Abstract
509
Objectives To determine the value of adding PET/CT to clinical assessment after curative-intent RT in patients with HNSCC.
Methods Patients with HNSCC receiving a post-RT PET/CT from 2005-2010 were retrospectively identified. RT was followed by clinical exam and at least one PET/CT 60-180 days after RT-end. The clinical exam immediately prior to the date of the PET/CT was scored as: i) disease free or ii) suspicious/definite for HNSCC. PET/CT scans were scored as: i) disease free, ii) equivocal, or iii) suspicious/definite for HNSCC. Final analysis was conducted in two ways: an equivocal PET/CT was considered either (1) positive or (2) negative. Sensitivity, specificity, PPV, NPV, accuracy, false negative (FN), and false positive (FP) rates of PET/CT were determined for each analysis. Referring physicians were prospectively sent surveys 7-10 days after a patient's PET/CT to assess the percent change in patient management from PET/CT results.

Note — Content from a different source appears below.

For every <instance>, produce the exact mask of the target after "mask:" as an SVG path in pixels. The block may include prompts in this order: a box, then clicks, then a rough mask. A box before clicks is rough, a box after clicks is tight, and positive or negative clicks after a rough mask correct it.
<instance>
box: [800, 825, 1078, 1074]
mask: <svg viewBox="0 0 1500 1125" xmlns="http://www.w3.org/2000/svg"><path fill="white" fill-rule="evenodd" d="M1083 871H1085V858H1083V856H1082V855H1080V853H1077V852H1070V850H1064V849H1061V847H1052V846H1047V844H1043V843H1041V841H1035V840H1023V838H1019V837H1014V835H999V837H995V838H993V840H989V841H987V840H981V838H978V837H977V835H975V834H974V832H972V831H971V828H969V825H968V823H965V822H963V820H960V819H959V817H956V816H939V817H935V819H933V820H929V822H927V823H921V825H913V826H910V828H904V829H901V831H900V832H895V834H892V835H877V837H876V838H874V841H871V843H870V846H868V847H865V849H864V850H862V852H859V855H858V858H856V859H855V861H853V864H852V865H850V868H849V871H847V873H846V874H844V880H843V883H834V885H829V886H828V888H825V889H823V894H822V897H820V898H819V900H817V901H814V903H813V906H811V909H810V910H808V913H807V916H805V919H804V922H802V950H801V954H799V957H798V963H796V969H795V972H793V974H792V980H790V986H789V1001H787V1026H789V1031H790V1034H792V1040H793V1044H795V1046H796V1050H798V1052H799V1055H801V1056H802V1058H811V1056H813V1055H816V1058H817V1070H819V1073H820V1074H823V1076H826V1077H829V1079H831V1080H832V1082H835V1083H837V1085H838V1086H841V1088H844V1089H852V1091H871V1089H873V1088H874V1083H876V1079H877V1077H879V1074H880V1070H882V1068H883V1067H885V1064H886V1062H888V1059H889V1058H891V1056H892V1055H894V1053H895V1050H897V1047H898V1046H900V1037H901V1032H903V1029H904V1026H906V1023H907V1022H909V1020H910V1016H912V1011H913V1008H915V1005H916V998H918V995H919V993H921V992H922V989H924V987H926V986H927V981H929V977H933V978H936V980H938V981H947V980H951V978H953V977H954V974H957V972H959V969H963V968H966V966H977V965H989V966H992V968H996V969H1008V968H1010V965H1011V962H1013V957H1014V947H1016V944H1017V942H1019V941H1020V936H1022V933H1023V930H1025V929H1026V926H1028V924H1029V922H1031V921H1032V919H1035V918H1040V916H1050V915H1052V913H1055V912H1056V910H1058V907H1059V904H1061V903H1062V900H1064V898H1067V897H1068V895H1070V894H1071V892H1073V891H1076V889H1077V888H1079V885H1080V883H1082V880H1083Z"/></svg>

Results 352 patients met eligibility. PET/CT was performed a median of 14 weeks after RT. Median follow-up after RT was 30 months. Sensitivity, specificity, PPV and NPV were 85%, 80%, 56%, 95%, for Analysis 1, and 75%, 92%, 74%, and 93% for Analysis 2, respectively. Overall accuracy of PET/CT was 81% in Analysis 1 and 88% in Analysis 2. The FN and FP rates were 3.4% and 15.3% in Analysis 1, and 5.7% and 6% in Analysis 2, respectively. 76% of ordering physicians felt PET/CT led to a change in their intended patient management.
Conclusions A negative PET/CT ~14 weeks after RT reliably predicts disease absence. Patients with negative clinical exam and negative PET/CT may be offered less frequent follow-up than usual. The PPV of PET/CT is modest, requiring confirmation prior to radical surgery. Patients with an equivocal PET/CT should be followed with close clinical exam and imaging to reduce the possible harm from FNs. Physicians found PET/CT valuable in decision-making. Thus, PET/CT should be part of the post-treatment clinical algorithm for patients with HNSCC.